4. AOTW: Once you realized you needed to rewrite your book, how long did it take you to make the changes?

Jennifer Blake: It was the best part of a month before I could work at all, then another month to revise the first ten chapters. Though the book was seriously behind schedule by that time, I went to a twelve-to-fifteen hour work day, seven days a week, and completed it just two weeks past deadline. The manuscript was rough, however, and much work was done later on both the edited computer printout and galley pages.

Jim Fusilli: I'd say it took me about a month, maybe six weeks. The writing is always the quickest part of the process for me. Planning, plotting and research are what takes time, particularly research in the form of reportage. In this case, for me it was obvious what I had to do if I wanted to have a thoroughly believable series that puts the reader in New York City with a small circle of people, almost all of whom live within a half-mile of the World Trade Center --- I had to report on what I felt and saw, and make the writing visceral and alive, and to be empathetic so the reader could feel what the characters feel. And I had to do this without detracting from the crime and mystery components of the book.

Philip Jolowicz: The amendments took one week of solid work to implement. It wasn't simply a question of changing names of buildings and streets, entire scenes had to be rewritten and I found that the behavior of characters changed in all kinds of subtle ways I hadn't expected just because I placed them in different (though not radically different) physical surroundings.

Bruce Feiler: In some ways I was starting from scratch on Abraham, but on the other hand I had spent most of the previous four years traveling in the Middle East, reading biblical stories, and talking to Jews, Christians, and Muslims about their faith. As a result, the changes I had to make were mostly emotional and intellectual --- trying to figure out what questions I wanted to ask and what feelings I wanted to explore. Most of the logistical questions I had a head start on.

Lori Woolridge: It took me a little over six months to rewrite. And of course, the publishing date has been pushed back. Hitts and Mrs. will now be released in 2004 by Avon Books.

Earl Merkel: For me, rewriting is the easiest part of writing; I already know my story, so I'm no longer staring at a blank computer screen until my eyeballs bleed.

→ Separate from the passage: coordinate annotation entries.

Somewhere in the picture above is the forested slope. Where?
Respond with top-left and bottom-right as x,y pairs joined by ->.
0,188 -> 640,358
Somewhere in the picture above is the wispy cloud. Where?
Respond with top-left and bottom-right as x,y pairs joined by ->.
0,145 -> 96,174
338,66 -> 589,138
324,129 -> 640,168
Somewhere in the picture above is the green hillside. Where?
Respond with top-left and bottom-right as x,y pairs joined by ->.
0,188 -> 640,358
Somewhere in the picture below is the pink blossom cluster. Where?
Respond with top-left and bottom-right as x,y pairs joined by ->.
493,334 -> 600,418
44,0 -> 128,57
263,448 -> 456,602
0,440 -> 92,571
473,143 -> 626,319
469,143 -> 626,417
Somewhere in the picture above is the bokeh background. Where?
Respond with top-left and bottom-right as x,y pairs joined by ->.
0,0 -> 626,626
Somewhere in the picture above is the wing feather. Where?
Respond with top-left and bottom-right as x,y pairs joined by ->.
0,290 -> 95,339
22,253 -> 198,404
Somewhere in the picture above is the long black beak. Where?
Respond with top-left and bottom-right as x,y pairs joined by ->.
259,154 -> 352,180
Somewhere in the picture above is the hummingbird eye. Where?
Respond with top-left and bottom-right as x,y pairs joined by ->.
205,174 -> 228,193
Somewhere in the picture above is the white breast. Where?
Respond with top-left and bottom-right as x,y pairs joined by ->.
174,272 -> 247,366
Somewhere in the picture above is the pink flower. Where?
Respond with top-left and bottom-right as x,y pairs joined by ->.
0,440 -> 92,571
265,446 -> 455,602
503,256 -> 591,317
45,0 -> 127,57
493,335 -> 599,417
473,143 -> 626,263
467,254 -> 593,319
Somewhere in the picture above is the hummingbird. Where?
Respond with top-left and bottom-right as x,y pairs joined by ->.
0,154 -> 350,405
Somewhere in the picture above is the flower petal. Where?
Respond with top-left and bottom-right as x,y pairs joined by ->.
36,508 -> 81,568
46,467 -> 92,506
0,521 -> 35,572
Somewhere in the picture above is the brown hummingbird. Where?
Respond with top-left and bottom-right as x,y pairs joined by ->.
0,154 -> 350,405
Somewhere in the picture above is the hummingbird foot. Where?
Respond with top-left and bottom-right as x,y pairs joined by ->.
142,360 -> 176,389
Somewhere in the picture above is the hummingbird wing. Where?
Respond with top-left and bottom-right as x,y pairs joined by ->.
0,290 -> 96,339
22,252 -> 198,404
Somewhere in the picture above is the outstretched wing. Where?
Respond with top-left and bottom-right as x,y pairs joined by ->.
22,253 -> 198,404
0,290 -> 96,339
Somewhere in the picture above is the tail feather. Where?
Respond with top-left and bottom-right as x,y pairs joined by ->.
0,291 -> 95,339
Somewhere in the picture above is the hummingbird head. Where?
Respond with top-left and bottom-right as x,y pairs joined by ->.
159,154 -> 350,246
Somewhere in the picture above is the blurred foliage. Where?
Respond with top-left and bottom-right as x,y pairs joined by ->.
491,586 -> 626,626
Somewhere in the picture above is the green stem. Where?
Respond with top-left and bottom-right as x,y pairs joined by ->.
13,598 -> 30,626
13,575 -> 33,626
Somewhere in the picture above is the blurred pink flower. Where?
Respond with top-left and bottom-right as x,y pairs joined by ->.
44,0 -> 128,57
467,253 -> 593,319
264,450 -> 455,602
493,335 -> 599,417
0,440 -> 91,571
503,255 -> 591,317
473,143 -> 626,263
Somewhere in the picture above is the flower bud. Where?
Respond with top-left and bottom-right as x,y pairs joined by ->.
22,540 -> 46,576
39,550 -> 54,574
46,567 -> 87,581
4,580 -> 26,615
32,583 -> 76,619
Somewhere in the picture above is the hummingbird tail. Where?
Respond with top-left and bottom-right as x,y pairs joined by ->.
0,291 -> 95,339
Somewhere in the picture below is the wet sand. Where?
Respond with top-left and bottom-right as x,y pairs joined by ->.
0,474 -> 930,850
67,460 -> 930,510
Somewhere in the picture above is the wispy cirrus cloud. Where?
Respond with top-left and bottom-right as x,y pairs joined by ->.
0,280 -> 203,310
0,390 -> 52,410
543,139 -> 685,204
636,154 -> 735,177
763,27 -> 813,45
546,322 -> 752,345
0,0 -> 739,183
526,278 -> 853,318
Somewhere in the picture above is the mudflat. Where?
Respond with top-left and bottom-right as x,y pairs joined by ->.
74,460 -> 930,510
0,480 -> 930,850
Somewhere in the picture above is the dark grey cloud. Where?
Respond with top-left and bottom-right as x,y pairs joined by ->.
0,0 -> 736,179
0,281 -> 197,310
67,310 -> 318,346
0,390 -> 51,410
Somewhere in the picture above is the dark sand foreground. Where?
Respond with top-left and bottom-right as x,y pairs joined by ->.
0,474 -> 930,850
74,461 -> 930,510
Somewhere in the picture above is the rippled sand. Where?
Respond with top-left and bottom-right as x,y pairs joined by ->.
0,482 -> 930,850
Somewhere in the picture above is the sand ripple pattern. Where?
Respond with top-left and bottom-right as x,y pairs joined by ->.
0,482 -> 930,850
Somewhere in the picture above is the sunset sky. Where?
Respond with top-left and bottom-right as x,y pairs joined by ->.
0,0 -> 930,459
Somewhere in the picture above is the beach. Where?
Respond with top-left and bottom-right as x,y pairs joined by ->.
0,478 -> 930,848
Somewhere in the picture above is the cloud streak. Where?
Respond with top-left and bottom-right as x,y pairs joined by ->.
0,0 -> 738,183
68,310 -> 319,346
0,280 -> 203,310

For Final Epidemic, once my editor at Penguin Putnam passed me the word that we were back on the pub schedule, all the changes took less than a week to complete.

It was a full week, of course; I seem to recall seeing a lot of sunsets and sunrises, and drinking a helluva lot of coffee. I'm pretty sure my wife left me sometime during that week --- but I guess she changed her mind, because she was there when I staggered out of my office with the revised manuscript in both hands.

William Carman: It took about a month.